Around the world, Canadian mining companies are in disputes with local communities and governments.
Last week, Human Rights Watch released a report detailing a string of abuses at Toronto-based Barrick Gold’s North Mara mine. Since February, at least six Tanzanians have been killed there. Between 2006 and 2023 at least 77 were killed around the mine by police or security hired by the company.
It was also reported this week that the London bullion market will face a hearing in a suit launched by family members of two Tanzanians killed by Barrick security. Additionally, 21 Tanzanians have an ongoing suit against Barrick in the Ontario Superior Court over its complicity in violence at the North Mara mine. This week the company reportedly sent a letter to the United Nations Human Rights Council denying abuses at the North Mara mine.
Despite the violence, Canadian officials have actively supported Barrick’s highly controversial operations in Tanzania.
Last week, Vancouver based Almaden Minerals sued the Mexican government. In what is reportedly the first arbitration brought under the Comprehensive and Progressive Agreement for Trans–Pacific Partnership, the company is seeking $200 million from Mexico.
Recently in Guatemala, a new social democratic government withdrew Bluestone Resources’ permit. The Vancouver company wants to turn its underground mine into an open pit operation, which will contaminate an important water source. Days before rightist president Alejandro Giammattei left office, Bluestone received an “environmental permit amendment” to change the extraction method at its mine, but there were apparently documents missing and forged signatures.

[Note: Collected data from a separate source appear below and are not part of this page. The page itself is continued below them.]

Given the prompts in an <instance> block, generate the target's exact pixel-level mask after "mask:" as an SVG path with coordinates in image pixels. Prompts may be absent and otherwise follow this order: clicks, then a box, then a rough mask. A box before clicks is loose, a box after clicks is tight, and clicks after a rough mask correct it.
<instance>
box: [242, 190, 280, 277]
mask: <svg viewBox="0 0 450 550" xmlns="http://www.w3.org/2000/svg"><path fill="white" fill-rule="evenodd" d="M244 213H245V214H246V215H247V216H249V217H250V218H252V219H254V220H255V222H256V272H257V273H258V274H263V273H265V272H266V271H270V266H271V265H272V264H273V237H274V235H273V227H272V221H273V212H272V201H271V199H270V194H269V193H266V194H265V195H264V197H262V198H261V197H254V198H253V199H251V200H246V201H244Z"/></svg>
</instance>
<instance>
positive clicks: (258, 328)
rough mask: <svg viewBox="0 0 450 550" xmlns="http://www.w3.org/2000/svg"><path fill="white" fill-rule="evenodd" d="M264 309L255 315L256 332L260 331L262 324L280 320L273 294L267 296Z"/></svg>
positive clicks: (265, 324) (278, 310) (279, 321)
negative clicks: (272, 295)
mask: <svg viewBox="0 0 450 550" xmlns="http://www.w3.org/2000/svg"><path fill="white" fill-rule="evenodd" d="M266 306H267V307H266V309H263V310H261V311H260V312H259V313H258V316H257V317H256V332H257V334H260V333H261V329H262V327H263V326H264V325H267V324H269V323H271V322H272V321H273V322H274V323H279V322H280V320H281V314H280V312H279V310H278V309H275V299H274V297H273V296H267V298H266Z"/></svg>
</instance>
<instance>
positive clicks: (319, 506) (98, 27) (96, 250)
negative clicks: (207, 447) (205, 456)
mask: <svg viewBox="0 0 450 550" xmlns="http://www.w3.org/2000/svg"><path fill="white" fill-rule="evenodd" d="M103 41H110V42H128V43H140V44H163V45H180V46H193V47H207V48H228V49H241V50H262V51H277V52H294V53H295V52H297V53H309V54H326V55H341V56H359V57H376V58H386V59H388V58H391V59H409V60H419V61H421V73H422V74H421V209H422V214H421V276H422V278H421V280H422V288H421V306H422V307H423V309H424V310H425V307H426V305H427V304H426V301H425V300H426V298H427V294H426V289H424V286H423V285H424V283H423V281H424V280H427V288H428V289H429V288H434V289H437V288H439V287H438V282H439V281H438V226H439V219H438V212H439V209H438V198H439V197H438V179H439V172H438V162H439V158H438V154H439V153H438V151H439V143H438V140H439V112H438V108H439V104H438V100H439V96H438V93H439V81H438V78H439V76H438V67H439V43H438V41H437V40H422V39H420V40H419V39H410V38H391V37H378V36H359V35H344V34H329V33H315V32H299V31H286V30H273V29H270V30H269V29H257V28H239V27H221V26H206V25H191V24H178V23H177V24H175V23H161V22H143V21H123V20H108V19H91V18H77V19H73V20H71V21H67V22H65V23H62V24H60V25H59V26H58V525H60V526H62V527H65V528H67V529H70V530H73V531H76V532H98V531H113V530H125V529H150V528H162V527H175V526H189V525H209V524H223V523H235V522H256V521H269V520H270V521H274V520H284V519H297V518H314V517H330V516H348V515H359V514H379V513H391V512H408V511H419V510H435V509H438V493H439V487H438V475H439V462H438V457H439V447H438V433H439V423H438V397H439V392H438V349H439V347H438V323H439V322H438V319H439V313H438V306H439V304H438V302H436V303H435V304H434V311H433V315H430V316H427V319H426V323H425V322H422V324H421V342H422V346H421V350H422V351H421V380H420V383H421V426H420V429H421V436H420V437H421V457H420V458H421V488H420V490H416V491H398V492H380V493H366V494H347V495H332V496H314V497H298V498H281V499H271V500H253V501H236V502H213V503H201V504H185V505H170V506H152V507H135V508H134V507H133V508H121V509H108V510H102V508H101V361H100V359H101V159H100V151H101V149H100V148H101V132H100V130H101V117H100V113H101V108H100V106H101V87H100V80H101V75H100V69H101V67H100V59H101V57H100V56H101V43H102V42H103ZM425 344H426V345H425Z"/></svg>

This month, Toronto-based Montauk Metals failed in its bid to extract as much as $177 million from Colombians after challenging a mining ban imposed to protect an important ecosystem in the Andes. The company lost the tribunal decision brought under the Canada-Colombia free trade agreement. (Another Canadian mining company has an outstanding suit against the Colombian government and another one lost a similar case in March.)
In Panama, First Quantum Minerals is pressing the new government to reverse a Supreme Court ruling against its highly controversial mine, which spurred one of the most significant popular uprisings in the country’s history. The Vancouver company has instigated a $10 billion international tribunal suit against Panama.
These are just a few of an astounding number of conflicts at Canadian-run mines. Pick almost any country in the Global South — from Papua New Guinea to Ghana, Ecuador to the Philippines — and you will find a Canadian-run mine that has caused environmental devastation or been the scene of violent confrontations.
Still, Canadian diplomats regularly accompany mining company representatives to meetings with government officials and lobby on their behalf. Resource firms are major beneficiaries of Export Development Canada’s (EDC) services and Canada’s Trade Commissioner Service supports many mining projects. In recent decades, Liberal and Conservative governments have granted hundreds of millions of dollars in international ‘aid’ projects whose real purpose is to support mining. Ottawa has also signed Foreign Investment Promotion and Protection Agreements with dozens of countries largely to give mining firms the ability to sue local governments in investor-friendly international tribunals.
Is this really how most Canadians would choose to spend their tax dollars? Is subsidizing mining companies and providing the “muscle” to intimidate foreign governments for corporations to get their way how ordinary Canadians want Ottawa to act on the international stage? I think not.
It’s long past time for this to stop. We must shake off the moniker of the Ugly Canadian.